Opinion
Argued August 27, 1996
Decided August 28, 1996
Appeal from the Appellate Division of the Supreme Court in the First Judicial Department, John P. Collins, J.
Martin E. Connor, Brooklyn, and Gary Sinawski, New York City, for appellant in the first above-entitled proceeding.
Joel B. Mayer, New York City, for respondents in the first above-entitled proceeding.
Thomas J. Spargo, East Berne, and Gary Sinawski, New York City, for appellants in the second above-entitled proceeding.
Dublirer, Haydon, Straci Victor, New York City (Paul A. Victor and Richard E. Oquendo of counsel), for respondents in the second above-entitled proceeding.
MEMORANDUM.
The order of the Appellate Division in each proceeding should be affirmed, without costs.
Each appellant submitted a designating petition, one as a candidate for State Senator of the 32nd Senatorial District, the second as a candidate for State Assembly Member in the 75th Assembly District, for the Democratic Party primary to be held on September 10, 1996. The designating petition for each candidate also contained the names of other candidates for other State elective offices. Respondents filed separate proceedings seeking to invalidate the respective designating petition for each appellant.
Supreme Court rejected the invalidation efforts. The Appellate Division reversed and invalidated on permeation of fraud grounds and we granted leave to appeal. Appellants contend that these proceedings should be dismissed for failure to join as necessary parties all of the other candidates listed in the designating petitions.
Election Law § 6-134 (3) provides, "All sheets designating the same candidate for nomination for the same public office or party position, when bound together as provided herein, and offered for filing, shall be deemed to constitute one petition for such candidate." ( See also, Matter of Pecoraro v Mahoney, 65 N.Y.2d 1026, 1027 ["Although the statute permits petitions of several candidates to be joined, each candidate's petition is a petition for a separate office"].)
Since under the circumstances presented here, we treat the designating petitions as unique to each candidate for a particular public office or party position, no other additional parties were necessary to these proceedings challenging the sufficiency of the designating petitions for the appellants (CPLR 1001). Consequently, the courts may consider the merits of respondents' claims.

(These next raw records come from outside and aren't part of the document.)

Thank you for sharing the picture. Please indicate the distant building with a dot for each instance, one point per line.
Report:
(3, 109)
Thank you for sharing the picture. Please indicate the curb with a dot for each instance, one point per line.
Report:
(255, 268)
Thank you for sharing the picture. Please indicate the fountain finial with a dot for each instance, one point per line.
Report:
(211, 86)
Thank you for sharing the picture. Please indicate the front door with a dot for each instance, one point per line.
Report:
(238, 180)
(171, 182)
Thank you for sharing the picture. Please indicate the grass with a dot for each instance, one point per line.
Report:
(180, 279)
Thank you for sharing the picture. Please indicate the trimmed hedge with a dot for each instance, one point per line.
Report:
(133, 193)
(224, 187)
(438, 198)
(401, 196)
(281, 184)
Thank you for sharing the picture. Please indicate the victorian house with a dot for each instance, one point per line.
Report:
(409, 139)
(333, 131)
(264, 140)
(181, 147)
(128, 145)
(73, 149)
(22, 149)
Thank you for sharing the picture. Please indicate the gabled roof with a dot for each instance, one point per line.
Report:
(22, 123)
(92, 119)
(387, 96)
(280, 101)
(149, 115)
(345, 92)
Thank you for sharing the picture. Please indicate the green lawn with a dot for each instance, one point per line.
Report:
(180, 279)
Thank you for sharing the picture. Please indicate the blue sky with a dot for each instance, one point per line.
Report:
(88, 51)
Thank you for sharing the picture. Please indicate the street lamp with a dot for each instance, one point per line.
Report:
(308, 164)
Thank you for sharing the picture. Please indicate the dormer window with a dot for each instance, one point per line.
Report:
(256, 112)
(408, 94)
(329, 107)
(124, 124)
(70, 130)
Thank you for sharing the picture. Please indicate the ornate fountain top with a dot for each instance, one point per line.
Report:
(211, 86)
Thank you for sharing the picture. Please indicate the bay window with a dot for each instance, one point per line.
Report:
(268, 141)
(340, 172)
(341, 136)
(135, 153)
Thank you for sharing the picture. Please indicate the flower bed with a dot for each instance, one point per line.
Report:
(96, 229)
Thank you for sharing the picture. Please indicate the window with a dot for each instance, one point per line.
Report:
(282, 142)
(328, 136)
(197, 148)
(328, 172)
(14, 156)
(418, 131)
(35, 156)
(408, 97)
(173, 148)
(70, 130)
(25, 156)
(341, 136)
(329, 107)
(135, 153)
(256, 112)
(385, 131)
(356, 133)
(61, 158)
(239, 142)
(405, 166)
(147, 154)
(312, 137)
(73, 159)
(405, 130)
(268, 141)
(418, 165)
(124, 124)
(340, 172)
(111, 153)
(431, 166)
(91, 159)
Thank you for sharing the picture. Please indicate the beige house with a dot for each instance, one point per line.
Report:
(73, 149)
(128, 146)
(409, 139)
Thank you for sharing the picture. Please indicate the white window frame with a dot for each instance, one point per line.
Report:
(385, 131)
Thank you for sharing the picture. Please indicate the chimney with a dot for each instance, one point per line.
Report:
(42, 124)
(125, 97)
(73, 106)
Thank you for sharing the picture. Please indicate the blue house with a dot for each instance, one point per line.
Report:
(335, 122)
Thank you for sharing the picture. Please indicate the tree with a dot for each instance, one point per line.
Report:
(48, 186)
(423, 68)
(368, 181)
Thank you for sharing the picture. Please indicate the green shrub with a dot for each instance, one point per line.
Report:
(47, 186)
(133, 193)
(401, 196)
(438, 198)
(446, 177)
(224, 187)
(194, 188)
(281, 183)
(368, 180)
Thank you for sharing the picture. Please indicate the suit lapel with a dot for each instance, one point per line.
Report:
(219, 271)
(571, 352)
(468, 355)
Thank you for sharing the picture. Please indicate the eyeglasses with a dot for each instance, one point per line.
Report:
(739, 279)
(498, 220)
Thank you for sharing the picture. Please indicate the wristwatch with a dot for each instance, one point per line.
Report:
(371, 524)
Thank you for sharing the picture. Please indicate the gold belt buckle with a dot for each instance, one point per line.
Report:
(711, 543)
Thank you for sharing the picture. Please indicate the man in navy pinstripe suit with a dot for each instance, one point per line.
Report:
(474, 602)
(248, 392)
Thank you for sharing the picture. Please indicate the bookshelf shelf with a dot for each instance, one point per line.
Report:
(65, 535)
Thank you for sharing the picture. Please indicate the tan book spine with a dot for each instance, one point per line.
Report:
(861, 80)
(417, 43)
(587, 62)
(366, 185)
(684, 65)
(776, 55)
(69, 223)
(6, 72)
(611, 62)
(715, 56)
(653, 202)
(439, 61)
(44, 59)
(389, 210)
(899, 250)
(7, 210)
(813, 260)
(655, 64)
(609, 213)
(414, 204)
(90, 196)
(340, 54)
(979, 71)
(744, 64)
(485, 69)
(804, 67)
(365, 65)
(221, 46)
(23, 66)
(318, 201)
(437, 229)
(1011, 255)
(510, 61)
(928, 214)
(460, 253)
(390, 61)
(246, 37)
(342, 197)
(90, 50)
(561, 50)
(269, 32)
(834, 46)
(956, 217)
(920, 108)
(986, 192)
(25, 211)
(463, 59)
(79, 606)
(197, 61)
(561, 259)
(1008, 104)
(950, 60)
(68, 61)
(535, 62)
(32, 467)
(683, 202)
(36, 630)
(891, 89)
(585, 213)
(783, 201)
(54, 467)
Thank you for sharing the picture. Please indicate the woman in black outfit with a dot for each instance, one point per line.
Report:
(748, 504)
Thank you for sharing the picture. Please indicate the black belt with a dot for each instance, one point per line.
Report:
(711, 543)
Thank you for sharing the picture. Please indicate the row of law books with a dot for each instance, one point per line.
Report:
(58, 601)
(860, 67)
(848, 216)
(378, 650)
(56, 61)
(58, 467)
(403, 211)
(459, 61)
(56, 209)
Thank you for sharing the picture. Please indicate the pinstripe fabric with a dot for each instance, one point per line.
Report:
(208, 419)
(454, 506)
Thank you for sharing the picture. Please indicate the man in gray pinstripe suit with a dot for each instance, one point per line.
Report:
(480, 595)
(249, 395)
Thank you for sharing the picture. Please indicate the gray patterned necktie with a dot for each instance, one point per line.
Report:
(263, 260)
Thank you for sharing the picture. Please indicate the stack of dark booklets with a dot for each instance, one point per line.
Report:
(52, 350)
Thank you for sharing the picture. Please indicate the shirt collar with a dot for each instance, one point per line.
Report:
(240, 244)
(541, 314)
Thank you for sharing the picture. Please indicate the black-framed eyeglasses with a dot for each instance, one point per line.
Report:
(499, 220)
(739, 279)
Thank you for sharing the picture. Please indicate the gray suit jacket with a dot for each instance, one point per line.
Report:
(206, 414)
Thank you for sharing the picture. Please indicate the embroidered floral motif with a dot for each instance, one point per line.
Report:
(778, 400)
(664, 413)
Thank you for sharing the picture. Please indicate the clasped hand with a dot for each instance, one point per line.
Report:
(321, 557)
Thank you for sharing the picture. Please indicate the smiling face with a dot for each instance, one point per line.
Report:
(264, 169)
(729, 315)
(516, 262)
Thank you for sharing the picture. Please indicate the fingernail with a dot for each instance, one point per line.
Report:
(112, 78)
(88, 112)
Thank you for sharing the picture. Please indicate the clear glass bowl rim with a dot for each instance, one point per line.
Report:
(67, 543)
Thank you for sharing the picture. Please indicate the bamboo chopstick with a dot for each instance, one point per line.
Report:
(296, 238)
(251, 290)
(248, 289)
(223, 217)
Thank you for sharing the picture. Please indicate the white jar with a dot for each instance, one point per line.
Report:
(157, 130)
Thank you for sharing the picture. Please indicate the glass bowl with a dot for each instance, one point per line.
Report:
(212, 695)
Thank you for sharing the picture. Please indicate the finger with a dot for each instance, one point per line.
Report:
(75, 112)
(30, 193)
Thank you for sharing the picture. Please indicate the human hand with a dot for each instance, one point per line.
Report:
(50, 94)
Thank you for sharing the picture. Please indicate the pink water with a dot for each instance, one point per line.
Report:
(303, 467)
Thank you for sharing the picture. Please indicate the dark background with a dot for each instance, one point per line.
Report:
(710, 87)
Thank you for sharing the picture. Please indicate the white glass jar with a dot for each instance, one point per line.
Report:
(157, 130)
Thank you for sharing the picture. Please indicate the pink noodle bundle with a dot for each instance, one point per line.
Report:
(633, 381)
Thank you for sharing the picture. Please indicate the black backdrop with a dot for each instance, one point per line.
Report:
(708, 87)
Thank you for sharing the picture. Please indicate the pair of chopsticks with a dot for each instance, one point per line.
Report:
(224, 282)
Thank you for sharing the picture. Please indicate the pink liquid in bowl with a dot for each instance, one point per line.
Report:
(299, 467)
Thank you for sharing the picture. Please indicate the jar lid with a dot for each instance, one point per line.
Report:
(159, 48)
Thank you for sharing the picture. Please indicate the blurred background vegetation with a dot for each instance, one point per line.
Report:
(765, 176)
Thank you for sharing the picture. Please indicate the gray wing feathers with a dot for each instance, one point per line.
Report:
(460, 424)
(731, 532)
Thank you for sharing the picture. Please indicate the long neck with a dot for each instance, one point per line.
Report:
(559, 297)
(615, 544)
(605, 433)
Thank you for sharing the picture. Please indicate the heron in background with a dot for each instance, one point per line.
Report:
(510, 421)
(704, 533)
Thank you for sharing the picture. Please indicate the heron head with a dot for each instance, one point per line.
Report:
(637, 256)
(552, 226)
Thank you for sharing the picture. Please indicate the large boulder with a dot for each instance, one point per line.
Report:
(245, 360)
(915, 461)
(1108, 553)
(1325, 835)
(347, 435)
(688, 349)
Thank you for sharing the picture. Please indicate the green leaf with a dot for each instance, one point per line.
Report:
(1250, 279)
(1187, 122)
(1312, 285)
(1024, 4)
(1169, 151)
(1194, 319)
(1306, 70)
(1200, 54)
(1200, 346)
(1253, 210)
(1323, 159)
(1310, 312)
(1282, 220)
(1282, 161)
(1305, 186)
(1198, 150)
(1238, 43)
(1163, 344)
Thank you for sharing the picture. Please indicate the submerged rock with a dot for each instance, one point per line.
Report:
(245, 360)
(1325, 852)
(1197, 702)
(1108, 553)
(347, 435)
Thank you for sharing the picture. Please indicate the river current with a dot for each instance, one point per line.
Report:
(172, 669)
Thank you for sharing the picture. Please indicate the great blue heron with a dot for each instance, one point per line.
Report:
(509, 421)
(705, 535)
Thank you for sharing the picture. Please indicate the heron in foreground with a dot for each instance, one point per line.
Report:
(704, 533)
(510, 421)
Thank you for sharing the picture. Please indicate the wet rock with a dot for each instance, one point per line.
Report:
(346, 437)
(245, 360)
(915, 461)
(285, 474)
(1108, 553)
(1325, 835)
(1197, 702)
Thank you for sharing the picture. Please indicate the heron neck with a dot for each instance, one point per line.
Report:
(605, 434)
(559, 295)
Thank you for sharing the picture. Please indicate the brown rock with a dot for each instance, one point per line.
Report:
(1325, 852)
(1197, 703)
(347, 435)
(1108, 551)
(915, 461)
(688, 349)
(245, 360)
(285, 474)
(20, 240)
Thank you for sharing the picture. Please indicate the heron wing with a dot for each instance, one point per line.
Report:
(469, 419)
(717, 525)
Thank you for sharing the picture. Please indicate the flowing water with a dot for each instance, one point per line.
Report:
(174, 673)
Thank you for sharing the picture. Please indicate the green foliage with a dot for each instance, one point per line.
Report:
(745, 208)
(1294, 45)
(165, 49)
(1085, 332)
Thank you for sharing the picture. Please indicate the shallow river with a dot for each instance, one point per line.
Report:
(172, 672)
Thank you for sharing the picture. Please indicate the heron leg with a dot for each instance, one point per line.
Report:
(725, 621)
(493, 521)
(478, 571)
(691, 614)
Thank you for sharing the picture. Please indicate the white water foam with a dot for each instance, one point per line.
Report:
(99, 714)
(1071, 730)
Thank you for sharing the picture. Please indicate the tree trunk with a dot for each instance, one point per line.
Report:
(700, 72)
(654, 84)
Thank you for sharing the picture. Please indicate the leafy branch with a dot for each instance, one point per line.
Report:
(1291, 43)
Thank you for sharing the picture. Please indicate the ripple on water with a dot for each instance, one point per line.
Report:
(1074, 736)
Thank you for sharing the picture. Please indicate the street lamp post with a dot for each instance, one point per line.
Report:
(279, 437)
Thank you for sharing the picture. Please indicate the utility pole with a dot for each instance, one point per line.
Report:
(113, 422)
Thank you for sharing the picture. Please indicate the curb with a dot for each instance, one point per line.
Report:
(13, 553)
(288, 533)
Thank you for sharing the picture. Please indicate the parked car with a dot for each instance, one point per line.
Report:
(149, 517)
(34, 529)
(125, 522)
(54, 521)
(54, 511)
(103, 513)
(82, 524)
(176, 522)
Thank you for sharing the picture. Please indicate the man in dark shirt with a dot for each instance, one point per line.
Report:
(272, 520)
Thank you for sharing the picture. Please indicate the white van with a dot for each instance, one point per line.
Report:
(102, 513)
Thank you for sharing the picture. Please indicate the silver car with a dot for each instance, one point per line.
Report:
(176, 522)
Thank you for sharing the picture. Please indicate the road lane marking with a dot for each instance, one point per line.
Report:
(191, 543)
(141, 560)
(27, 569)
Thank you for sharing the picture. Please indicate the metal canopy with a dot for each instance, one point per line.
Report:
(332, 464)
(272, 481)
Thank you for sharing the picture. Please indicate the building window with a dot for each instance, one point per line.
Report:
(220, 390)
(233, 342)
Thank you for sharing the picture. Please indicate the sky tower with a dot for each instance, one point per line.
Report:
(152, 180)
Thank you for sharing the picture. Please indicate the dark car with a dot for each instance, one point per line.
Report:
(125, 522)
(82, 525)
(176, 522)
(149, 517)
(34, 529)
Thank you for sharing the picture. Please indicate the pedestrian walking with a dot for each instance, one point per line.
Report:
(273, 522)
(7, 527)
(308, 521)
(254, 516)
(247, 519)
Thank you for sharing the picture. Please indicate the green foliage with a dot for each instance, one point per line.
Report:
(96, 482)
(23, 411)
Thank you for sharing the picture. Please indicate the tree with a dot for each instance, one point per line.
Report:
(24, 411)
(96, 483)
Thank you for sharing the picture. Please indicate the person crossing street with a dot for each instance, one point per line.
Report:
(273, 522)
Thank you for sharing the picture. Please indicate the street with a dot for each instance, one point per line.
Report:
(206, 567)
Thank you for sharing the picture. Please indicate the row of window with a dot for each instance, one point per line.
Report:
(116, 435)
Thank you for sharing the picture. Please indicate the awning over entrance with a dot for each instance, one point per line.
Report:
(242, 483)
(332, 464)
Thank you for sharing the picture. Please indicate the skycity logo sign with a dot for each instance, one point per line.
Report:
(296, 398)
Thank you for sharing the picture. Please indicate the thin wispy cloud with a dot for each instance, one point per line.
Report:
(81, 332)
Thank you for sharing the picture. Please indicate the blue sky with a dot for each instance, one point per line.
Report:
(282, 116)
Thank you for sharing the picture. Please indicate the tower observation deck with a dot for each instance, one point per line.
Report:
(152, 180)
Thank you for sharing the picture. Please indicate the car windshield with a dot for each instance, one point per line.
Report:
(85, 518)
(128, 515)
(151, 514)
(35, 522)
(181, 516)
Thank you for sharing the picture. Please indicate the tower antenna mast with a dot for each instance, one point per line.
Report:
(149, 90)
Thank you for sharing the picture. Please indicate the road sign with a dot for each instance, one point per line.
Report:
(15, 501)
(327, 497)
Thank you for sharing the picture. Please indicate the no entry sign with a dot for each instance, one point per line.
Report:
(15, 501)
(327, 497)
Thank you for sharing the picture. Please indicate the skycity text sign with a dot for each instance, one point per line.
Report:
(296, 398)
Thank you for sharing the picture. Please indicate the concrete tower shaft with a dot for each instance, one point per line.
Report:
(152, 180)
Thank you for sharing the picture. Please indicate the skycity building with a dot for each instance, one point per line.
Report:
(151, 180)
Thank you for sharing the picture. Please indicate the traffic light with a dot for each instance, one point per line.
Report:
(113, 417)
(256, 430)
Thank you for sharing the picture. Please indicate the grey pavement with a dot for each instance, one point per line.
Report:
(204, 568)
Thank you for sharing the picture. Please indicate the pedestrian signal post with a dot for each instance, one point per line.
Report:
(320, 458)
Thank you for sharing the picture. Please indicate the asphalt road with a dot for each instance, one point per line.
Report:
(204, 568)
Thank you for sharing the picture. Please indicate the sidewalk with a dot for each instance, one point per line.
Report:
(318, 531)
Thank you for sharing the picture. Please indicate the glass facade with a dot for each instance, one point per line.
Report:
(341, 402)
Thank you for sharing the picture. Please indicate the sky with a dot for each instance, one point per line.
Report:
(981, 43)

Matter of Richardson v Luizzo ( 64 A.D.2d 944, affd 45 N.Y.2d 789) is not to the contrary. There, the designating petition, which listed persons who had not consented to be candidates for various elective positions, was invalidated as a fraud on the enrolled voters of the Republican Party because the document erroneously suggested that the various candidates listed together intended to run together. Unlike the present cases, the sufficiency of a designating petition for any other particular candidate was not at issue.
Appellants also contend that the Appellate Division erroneously reversed Supreme Court's finding that the designating petitions were not permeated by fraud. Appellants argue that since the Appellate Division lacked a trial transcript, it lacked a record basis for reversing Supreme Court's factual finding. The record before the Appellate Division included the Referee's report which contained an extensive recitation of the testimony before the Referee and the relevant findings of fact, which Supreme Court adopted without additional fact finding. Consequently, the Appellate Division had a sufficient basis on the record here to exercise its factual review powers. Since the inferences drawn by the Appellate Division are supported by the record, it cannot be said, as a matter of law, that the Appellate Division erred in finding that the challenged designating petitions were permeated with fraud and that they should be invalidated.
Chief Judge KAYE and Judges SIMONS, TITONE, BELLACOSA, SMITH, LEVINE and CIPARICK concur.
In each case: Order affirmed, without costs, in a memorandum.